Preface

As the title suggests, this book is about analytical business process modeling and design. It is the result of several years of teaching a business process design and simulation course at the undergraduate and the MBA levels in the Leeds School of Business at the University of Colorado at Boulder. We have also drawn from one of the author’s experiences delivering a simulation course in the Industrial Engineering and Management program at Lund University in Sweden.

The main motivation for writing this textbook stems from our struggle to find a book that approaches business process design from a broad, quantitative modeling perspective. The main objective with this book is thus to provide students with a comprehensive understanding of the multitude of analytical tools that can be used to model, analyze, understand, and ultimately design business processes. We believe that the most flexible and powerful of these tools, although not always the most appropriate, is discrete event simulation.

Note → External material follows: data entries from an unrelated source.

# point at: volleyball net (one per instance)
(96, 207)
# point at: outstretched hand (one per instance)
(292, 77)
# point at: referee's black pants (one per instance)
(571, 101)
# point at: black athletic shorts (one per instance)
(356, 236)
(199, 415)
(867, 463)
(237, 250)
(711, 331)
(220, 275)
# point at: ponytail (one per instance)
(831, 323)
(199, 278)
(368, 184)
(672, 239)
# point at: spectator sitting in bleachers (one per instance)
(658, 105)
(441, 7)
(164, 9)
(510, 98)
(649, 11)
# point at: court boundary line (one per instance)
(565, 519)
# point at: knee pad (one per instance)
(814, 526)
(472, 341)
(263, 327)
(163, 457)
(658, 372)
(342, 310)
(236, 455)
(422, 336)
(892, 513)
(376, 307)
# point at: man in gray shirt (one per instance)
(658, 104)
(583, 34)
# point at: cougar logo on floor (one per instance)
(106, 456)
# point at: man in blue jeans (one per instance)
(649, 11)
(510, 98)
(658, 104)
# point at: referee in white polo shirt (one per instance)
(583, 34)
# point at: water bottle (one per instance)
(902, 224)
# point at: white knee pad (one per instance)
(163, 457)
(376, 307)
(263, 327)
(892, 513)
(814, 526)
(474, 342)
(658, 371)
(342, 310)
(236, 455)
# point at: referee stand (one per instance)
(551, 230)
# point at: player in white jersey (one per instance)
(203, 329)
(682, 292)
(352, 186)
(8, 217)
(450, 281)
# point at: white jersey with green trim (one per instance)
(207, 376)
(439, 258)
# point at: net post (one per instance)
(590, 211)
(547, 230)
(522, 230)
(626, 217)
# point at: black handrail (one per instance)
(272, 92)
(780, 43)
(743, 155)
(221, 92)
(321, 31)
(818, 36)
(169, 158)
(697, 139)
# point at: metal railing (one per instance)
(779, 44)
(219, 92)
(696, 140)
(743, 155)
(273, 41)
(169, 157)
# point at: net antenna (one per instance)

The wide range of approaches covered in this book include graphical flowcharting tools, deterministic models for cycle time analysis and capacity decisions, and analytical queuing methods, as well as the use of data envelopment analysis (DEA) for benchmarking purposes. What distinguishes this textbook from general operations management (OM) books, most of which cover many of the same topics, is its focus on business processes as opposed to just manufacturing processes or general OM problems, and its emphasis on simulation modeling using state-of-the-art commercial simulation software. Essentially, Business Process Modeling, Simulation, and Design can be thought of as a hybrid between traditional books on process management, operations management, and simulation. Although it would be desirable for all students in operations management to take several courses in each of these topics, the reality is that few business school curricula today allow that. In our experience, simulation especially tends to be shoved to the side simply because it is perceived to be too technical. However, our firm belief, manifested by our writing of this book, is that this need not and should not be the case. The rapid development of user-friendly simulation software with graphical interfaces has made the use of simulation accessible even to those lacking computer programming skills, and it provides a great medium for illustrating and understanding implications of capacity restrictions and random variation on process performance. Furthermore, the growing interest in simulation-based tools in industry suggests that an understanding of simulation modeling, its potential as well as its limitations for analyzing and designing processes, is of key importance for students looking for a future career in operations management.

Before proceeding with a discussion of how we picture this book being used, it is worthwhile to summarize what the book is not. It is not a traditional, qualitatively oriented book on process management, although we dedicate one chapter to these important issues. It is not a traditional book on operations management, although it covers some of the traditional tools found in most OM books. Furthermore, it is not a traditional book on simulation, although discrete event simulation is used extensively. It is a book that attempts to bring these topics together by placing an analytical modeling perspective on process design and particularly emphasizing the power of simulation modeling as a vehicle for analyzing and designing business processes.

This textbook is ideal for a one-semester undergraduate or MBA course within an operations management business school curriculum. The MBA course typically would cover some of the more advanced topics in greater depth, such as DEA (which does not require that students have some previous exposure to linear programming, but it is helpful) simulation optimization, and queuing. The MBA course also could include a more involved simulation project. In addition, we envision this book being used for an undergraduate course in industrial engineering or within an engineering management program. In terms of requirements, the textbook assumes that students have taken a basic course in business statistics. However, if students have been exposed to a! basic course in operations management and have some prior knowledge of quantitative techniques, this gives an additional opportunity to explore some of the topics covered in this textbook in more detail. In terms of how to cover the material, we recommend following the chapter sequence.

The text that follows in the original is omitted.